Closed timuralp closed 11 years ago
S3 container names are global and you should expect EACCES for containers which exist but that you do not own. For reference, here are tests from an existing container, a non-existing container, and a container owned by someone else:
$ bin/jclouds-cli-1.5.7_1/bin/jclouds blobstore container-exists gaultest
$ echo $?
0
$ bin/jclouds-cli-1.5.7_1/bin/jclouds blobstore container-exists gaultest2
File not found: Container does not exist: gaultest2
$ echo $?
2
$ bin/jclouds-cli-1.5.7_1/bin/jclouds blobstore container-exists cloud
Authorization error: HEAD https://cloud.s3.amazonaws.com/?max-keys=0 HTTP/1.1 -> HTTP/1.1 403 Forbidden
$ echo $?
13
Ok, I completely misunderstood the scheme AWS uses. Thanks @andrewgaul for looking into this!

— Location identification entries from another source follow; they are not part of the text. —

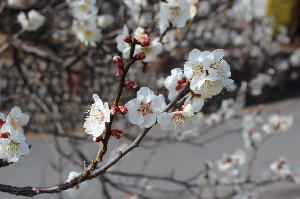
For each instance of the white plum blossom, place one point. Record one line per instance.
(75, 191)
(105, 21)
(99, 114)
(12, 147)
(16, 119)
(208, 72)
(33, 22)
(144, 109)
(174, 82)
(213, 119)
(280, 167)
(178, 121)
(176, 12)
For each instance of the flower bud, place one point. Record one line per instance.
(122, 110)
(130, 85)
(4, 135)
(114, 110)
(188, 108)
(119, 73)
(116, 133)
(139, 56)
(127, 39)
(144, 41)
(98, 139)
(118, 62)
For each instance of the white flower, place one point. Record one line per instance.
(99, 113)
(177, 121)
(151, 51)
(105, 21)
(176, 12)
(213, 119)
(13, 147)
(239, 157)
(144, 109)
(280, 167)
(208, 72)
(175, 82)
(75, 191)
(33, 22)
(17, 119)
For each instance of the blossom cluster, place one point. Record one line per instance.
(12, 142)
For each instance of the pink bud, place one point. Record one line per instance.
(122, 110)
(98, 139)
(118, 62)
(119, 73)
(114, 110)
(139, 56)
(144, 41)
(130, 85)
(116, 133)
(127, 39)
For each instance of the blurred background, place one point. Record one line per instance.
(52, 76)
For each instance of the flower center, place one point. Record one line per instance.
(180, 83)
(178, 121)
(175, 10)
(145, 108)
(197, 70)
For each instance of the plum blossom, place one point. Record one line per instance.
(178, 121)
(174, 82)
(12, 147)
(208, 72)
(99, 114)
(16, 119)
(176, 12)
(33, 22)
(144, 109)
(75, 191)
(280, 167)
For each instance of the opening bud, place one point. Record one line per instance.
(116, 133)
(118, 62)
(144, 41)
(114, 110)
(139, 56)
(130, 85)
(119, 73)
(122, 110)
(127, 39)
(98, 139)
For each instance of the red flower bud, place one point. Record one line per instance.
(119, 73)
(98, 139)
(118, 62)
(144, 41)
(4, 135)
(114, 110)
(116, 133)
(122, 110)
(130, 85)
(139, 56)
(127, 39)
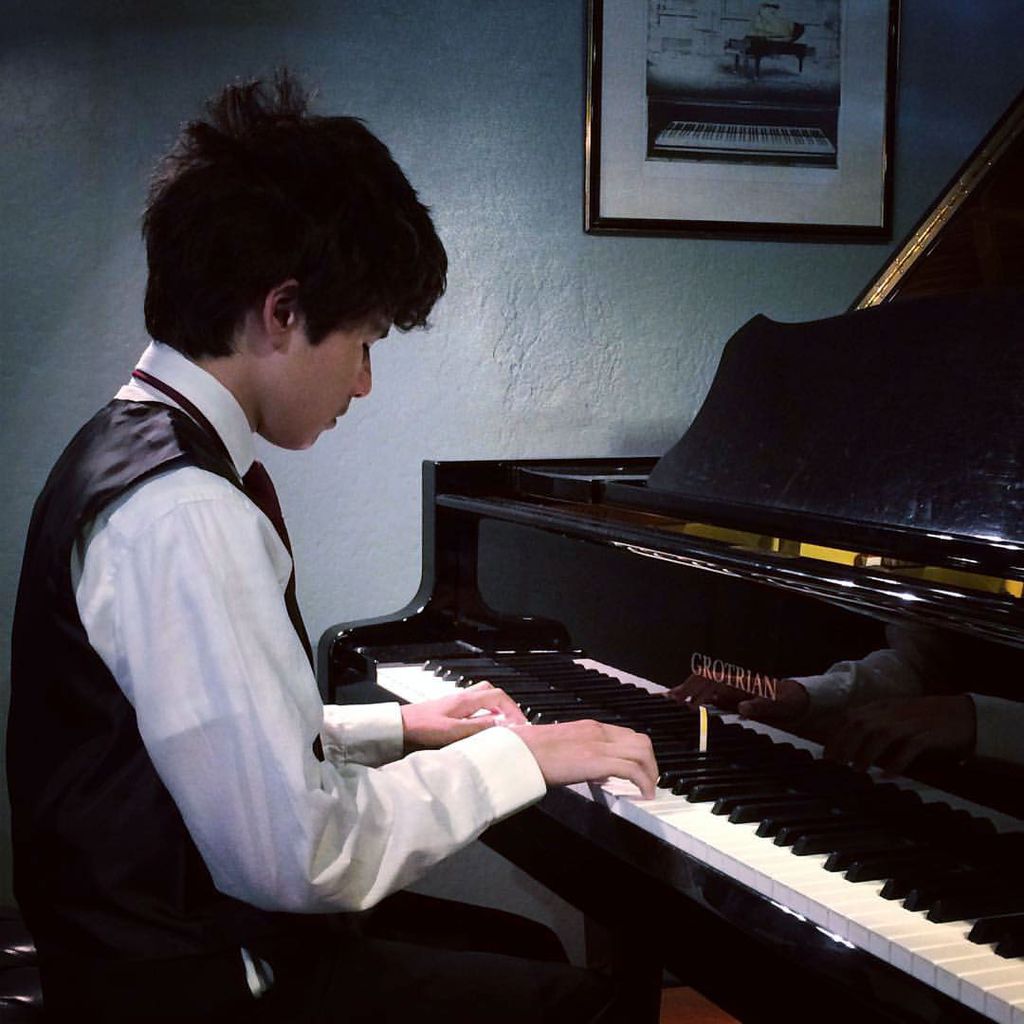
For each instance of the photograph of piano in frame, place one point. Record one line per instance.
(753, 119)
(729, 81)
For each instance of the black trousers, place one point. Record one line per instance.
(414, 957)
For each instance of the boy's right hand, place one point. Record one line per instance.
(591, 752)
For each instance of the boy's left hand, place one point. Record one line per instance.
(442, 721)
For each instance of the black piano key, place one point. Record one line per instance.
(771, 823)
(980, 902)
(956, 883)
(837, 843)
(710, 792)
(726, 805)
(876, 867)
(996, 928)
(833, 824)
(843, 858)
(1011, 947)
(759, 808)
(687, 779)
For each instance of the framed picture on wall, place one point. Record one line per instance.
(740, 118)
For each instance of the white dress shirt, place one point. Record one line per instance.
(901, 671)
(180, 588)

I used valid AWS credentials against S3 and got the following results for different containers: $JCLOUDS_CLI/bin/jclouds blobstore container-exists --provider=aws-s3 --identity= --credential= timur-test
File not found: Container does not exist: timur-test
$JCLOUDS_CLI/bin/jclouds blobstore container-exists --provider=aws-s3 --identity= --credential= cloud
Authorization error: HEAD https://cloud.s3.amazonaws.com/?max-keys=0 HTTP/1.1 -> HTTP/1.1 403 Forbidden
I double checked and the cloud container does not exist in AWS. Using names such as "bucket" also results in the same error. However, cloud-test succeeds.